2025年07月11日 1878号

【「殺さない権利」を求めて(10)――非暴力・無防備・非武装の平和学 前田 朗(朝鮮大学校講師)】

 1921年、新渡戸稲造・国際連盟事務次長はフィンランド・スウェーデン紛争となっていたオーランド諸島問題を担当しました。オーランド諸島はフィンランド領ですが、スウェーデン語を話すスウェーデン系住民が住み、スウェーデンへの編入を要望しました。バルト海の要衝の地にあるため、イギリス・フランス・ロシアのせめぎ合いの場でもありました。オーランド諸島はグレートゲームの最前線でした。

 グレートゲームとは19〜20世紀のイギリスとロシアの軍事対立をイギリス側から命名した用語です。“海の帝国”イギリスが“陸の王者”ロシアを封じ込めるための戦略です。グレートゲームは各地で衝突しましたが、特に重要な場所が4つありました。第1がバルト海です。第2がクリミア半島です。両者をつなぐのがポーランドやウクライナです。欧州とロシアの狭間であり、ユダヤ人迫害が吹き荒れた地です。第3がアフガニスタンです。南下するロシアと、インドを植民地にしたイギリスの対抗です。3次にわたってアフガニスタン戦争が戦われました。第4が朝鮮半島です。日英同盟を背景に日本が日露戦争を経て韓国併合に突き進みました。

 オーランド諸島、クリミア半島、アフガニスタン、朝鮮半島――イギリスとロシアのグレートゲームのフィールドにされたのがこの地域です。

 1809年にロシア軍がオーランド諸島を攻撃しました。その後、ロシア軍基地が建設されましたが、1853年のクリミア戦争の際、英仏連合艦隊がオーランドのロシア軍ボーマルスン基地を猛攻撃して破壊しました。首都マリエハムンから車で30分ほど走ると、破壊されたロシア軍基地跡を見に行くことができます。1918年にはオーランド諸島でソ連邦、スウェーデン、ドイツの戦闘が起きています。
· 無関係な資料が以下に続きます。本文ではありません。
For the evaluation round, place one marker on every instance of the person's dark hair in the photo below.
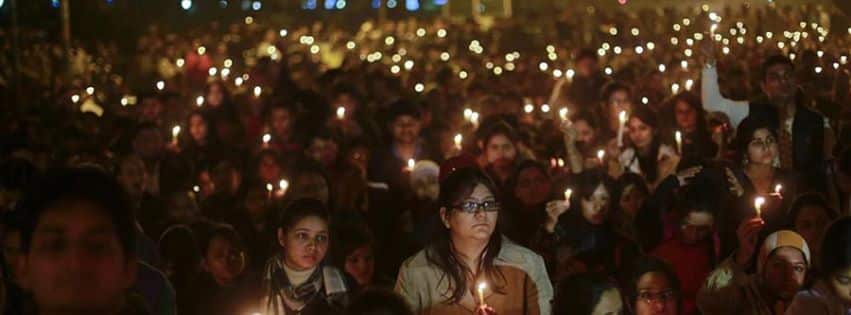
(810, 199)
(351, 237)
(647, 264)
(301, 209)
(773, 61)
(379, 302)
(745, 132)
(219, 230)
(835, 250)
(440, 251)
(85, 185)
(580, 293)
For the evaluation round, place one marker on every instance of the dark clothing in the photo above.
(808, 158)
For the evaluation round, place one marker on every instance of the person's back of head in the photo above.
(379, 302)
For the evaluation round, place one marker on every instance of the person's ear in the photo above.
(131, 269)
(282, 237)
(23, 271)
(444, 216)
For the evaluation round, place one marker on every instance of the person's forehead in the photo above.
(74, 216)
(788, 254)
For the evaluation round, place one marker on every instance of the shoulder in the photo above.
(513, 254)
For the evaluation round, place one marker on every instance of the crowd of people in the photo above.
(667, 161)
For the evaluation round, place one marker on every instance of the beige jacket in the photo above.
(729, 291)
(527, 288)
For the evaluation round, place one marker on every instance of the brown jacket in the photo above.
(526, 290)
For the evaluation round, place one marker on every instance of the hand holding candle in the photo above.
(758, 203)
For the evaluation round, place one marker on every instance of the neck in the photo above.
(469, 251)
(406, 150)
(759, 170)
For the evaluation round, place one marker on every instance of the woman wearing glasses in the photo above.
(653, 288)
(759, 175)
(468, 267)
(297, 281)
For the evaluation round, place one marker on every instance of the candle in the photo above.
(341, 112)
(481, 288)
(283, 185)
(468, 113)
(474, 118)
(758, 203)
(622, 122)
(777, 190)
(266, 138)
(411, 164)
(175, 131)
(678, 136)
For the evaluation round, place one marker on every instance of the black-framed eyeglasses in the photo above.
(663, 296)
(473, 207)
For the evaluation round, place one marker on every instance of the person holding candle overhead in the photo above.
(468, 249)
(647, 155)
(758, 176)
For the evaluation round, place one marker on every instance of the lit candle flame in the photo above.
(758, 203)
(481, 288)
(341, 112)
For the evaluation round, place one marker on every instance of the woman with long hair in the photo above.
(297, 280)
(468, 266)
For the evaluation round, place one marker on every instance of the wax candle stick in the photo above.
(758, 203)
(175, 131)
(622, 122)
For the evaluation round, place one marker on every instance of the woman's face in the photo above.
(270, 171)
(360, 264)
(478, 225)
(686, 117)
(223, 260)
(640, 133)
(311, 185)
(215, 96)
(763, 148)
(811, 223)
(305, 243)
(631, 200)
(533, 187)
(500, 151)
(585, 134)
(595, 209)
(655, 295)
(840, 283)
(198, 128)
(610, 303)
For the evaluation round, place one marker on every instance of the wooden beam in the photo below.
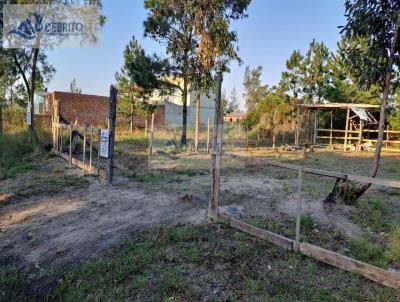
(77, 163)
(347, 129)
(370, 272)
(111, 126)
(335, 106)
(362, 179)
(257, 232)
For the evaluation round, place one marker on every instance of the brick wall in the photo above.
(93, 109)
(83, 108)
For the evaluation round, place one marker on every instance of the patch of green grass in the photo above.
(393, 252)
(211, 263)
(367, 251)
(13, 287)
(307, 222)
(370, 213)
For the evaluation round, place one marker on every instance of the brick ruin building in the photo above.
(83, 109)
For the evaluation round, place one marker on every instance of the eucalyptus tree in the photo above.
(141, 75)
(31, 62)
(374, 59)
(315, 72)
(291, 79)
(171, 23)
(254, 91)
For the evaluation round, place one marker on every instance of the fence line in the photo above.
(369, 271)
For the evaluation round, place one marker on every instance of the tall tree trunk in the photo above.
(1, 119)
(33, 84)
(197, 125)
(131, 124)
(216, 151)
(342, 186)
(184, 111)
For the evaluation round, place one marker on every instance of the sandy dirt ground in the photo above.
(42, 233)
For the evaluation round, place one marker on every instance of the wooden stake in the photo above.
(297, 136)
(84, 147)
(331, 131)
(98, 150)
(197, 123)
(70, 145)
(91, 147)
(112, 118)
(208, 135)
(151, 135)
(347, 129)
(298, 210)
(216, 152)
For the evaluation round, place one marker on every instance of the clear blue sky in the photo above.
(273, 29)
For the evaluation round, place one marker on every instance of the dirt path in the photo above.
(44, 232)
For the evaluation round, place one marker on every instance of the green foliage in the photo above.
(367, 251)
(254, 91)
(307, 222)
(140, 76)
(393, 252)
(73, 87)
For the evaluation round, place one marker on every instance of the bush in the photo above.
(393, 253)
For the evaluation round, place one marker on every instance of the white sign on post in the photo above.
(28, 115)
(104, 143)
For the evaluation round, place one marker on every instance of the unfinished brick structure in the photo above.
(88, 110)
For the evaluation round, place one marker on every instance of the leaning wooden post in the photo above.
(316, 113)
(98, 150)
(216, 151)
(298, 211)
(297, 136)
(208, 135)
(247, 136)
(111, 133)
(331, 131)
(84, 148)
(91, 148)
(151, 135)
(347, 129)
(60, 139)
(387, 137)
(197, 123)
(70, 145)
(360, 134)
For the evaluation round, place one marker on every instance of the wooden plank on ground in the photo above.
(86, 167)
(257, 232)
(369, 271)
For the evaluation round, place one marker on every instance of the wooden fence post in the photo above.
(197, 123)
(216, 152)
(331, 131)
(347, 129)
(151, 135)
(91, 148)
(296, 137)
(98, 150)
(298, 211)
(84, 148)
(208, 135)
(70, 145)
(111, 133)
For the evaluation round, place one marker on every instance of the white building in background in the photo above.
(173, 108)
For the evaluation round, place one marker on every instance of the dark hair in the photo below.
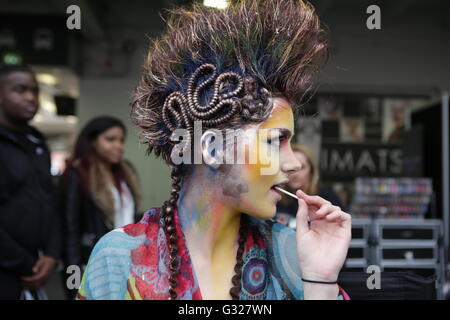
(83, 155)
(6, 69)
(210, 59)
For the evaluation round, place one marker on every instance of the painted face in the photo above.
(251, 184)
(109, 145)
(302, 178)
(19, 96)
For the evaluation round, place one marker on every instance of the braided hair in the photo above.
(221, 67)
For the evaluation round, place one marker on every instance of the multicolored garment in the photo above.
(133, 263)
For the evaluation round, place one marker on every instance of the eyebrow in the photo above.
(284, 131)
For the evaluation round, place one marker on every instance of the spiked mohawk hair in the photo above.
(277, 43)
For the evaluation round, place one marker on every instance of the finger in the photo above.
(325, 209)
(334, 216)
(312, 200)
(302, 218)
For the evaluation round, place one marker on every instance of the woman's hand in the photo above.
(321, 246)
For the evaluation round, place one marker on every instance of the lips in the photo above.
(281, 184)
(30, 108)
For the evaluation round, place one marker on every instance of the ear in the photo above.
(212, 146)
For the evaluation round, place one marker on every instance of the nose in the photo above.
(31, 97)
(290, 163)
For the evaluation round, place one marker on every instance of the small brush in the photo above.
(287, 192)
(292, 195)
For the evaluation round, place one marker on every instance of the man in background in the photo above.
(29, 229)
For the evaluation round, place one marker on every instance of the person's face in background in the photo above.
(19, 97)
(109, 145)
(302, 178)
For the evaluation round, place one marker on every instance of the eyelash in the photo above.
(280, 138)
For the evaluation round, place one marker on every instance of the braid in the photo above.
(236, 279)
(168, 211)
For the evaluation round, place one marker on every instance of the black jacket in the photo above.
(28, 221)
(84, 222)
 こうした歴史を背景にジュネーヴの国際連盟で新渡戸稲造が調停を開始しました。スウェーデンが領有を主張したのに対して、フィンランドが住民自治の強化と非武装化を提案しました。新渡戸の発案とも言われています。新渡戸は原敬首相と電報でやりとりしながら、オーランドの非武装化を進めました。1921年の非武装化条約により、(1)オーランドはフィンランド領とする、(2)スウェーデン系住民の自治権を大幅に強化する、(3)非武装とし、フィンランド軍も立ち入らない、という枠組みが決まりました。オーランドは非武装・中立・自治の島になりました。

 マリエハムンのオーランド自治政府の廊下に1枚の絵が飾られています。新渡戸が立って、他のメンバーに演説をしています。窓の外にはレマン湖とおぼしき湖が見えます。ジュネーヴの国際連盟会議室でしょう。この絵のレプリカが、ジュネーヴのパレ・デ・ナシオン(国連欧州本部)のアートギャラリーに飾られています。紛争解決のオーランド・モデルの決定的瞬間を描いた絵です。

 オーランド・モデルは紛争解決の方策であり、必ずしも平和主義というわけではありませんが、歴史の中で平和主義が意味を持つようになります。